I calmed myself and did a guided meditation. I had lots of useful advice and messages from my family spirits. I realized that these types of fights and arguments are happening everywhere. It does not happen only to me. The team leader and I might share something in common, but we are very different in our way of thinking. I am satisfied with what I have at this moment. I am not a material person. I don’t need to have any luxurious items or to eat out at a luxurious restaurant to make me happy. I don’t live in a small town where the living costs are high. On the other hand, she likes a luxurious life. She is a material person who needs lots of items to make her happy. She lives in a big city where the living cost including the housing is high. She will never be satisfied with. She needs more and more, even though she already makes lots of money. Maybe she sees everybody as a $$$ mark to make her profit.

I thought I understand people are different, but I guess I don’t fully understand yet. If I fully understand there are people who have completely different way of thinking from me, dealing with those people should not bother me at all. In reality, I was bothered by the team leader a lot.

My family spirits told me that first, I can start to fully understand the differences. Second, I should allow and accept the differences. My family spirits showed me how. If I can see things from the team leader’s point of view, using my imagination, I might be able to see why she is so obsessed with money. She recently got divorced and became a single mother of three children. She might be overwhelmed by the thoughts that she has to make a lots of money to raise her children and to keep living in a luxurious house in a big city. I have to admit that it is still hard for me to allow and accept the differences. But I have to admit them in order to make peace with them.   

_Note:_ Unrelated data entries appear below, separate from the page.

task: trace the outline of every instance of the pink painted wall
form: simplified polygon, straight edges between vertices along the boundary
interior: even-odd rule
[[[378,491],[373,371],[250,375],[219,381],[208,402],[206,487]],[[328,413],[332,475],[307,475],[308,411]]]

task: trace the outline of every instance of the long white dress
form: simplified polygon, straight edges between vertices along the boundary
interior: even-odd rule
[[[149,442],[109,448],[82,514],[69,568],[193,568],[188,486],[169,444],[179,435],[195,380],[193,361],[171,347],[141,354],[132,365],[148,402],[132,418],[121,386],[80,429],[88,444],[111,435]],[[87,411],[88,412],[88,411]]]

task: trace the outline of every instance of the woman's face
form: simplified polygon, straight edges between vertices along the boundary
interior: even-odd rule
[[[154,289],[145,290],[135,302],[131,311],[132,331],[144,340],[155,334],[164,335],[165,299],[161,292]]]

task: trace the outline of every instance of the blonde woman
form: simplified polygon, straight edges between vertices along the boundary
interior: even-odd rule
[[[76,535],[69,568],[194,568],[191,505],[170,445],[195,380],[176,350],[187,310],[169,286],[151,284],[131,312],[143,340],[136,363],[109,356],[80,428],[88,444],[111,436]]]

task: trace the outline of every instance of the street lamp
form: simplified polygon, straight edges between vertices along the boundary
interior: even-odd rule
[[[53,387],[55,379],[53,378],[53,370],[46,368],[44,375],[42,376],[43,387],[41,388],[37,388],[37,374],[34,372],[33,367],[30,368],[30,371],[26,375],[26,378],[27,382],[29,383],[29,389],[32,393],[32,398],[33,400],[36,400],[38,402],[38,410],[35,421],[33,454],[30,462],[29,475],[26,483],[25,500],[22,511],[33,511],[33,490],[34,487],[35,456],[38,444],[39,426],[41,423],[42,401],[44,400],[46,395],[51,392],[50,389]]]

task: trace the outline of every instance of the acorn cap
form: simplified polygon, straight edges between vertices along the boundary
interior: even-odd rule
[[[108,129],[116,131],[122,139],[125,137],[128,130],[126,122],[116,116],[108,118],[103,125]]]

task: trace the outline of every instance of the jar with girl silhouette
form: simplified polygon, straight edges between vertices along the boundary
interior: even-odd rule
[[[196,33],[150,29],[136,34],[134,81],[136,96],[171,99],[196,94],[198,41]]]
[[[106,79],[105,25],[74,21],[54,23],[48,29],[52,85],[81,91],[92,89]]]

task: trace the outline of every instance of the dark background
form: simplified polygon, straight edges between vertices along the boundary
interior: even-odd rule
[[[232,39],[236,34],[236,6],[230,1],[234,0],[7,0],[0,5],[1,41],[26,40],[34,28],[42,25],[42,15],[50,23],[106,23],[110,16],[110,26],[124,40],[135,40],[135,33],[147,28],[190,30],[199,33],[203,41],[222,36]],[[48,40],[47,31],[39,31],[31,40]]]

The other day I listened to the lecture provided by the instructor at the Homeopathy school. He shared his private marriage life experience. In this past February, he got Omicron variant. He had a high fever and coughs. 

My family spirits asked me to focus on my preferable reality.

I thought about my preferable reality. I want to have a peaceful environment. I don’t want to have a strained relationship with the team leader. Even though I don’t totally agree with her way of thinking and she doesn’t agree with my way of thinking, I want to respect each other’s different way of thinking and admit and accept. I want to keep learning from each other and respecting each other.

I keep hearing the voices from my family spirits. Everything is going well. Everything is good.

Always remember that the outer environment exists for me as a mirror. When I smile, the outer person smiles. When I am happy and positive, the outer person reflects my happiness and positivizes. When I completely believe everything goes well, the outer environment turns out good as a reflection. I am creating the outer world. I am fine. I am happy. I appreciate everything and everybody to reflect my emotional status. I choose to be happy. I choose to be positive. I choose to have the helpful relationship and positive environment. Everything starts from my thought. So, I pay attention to my thoughts.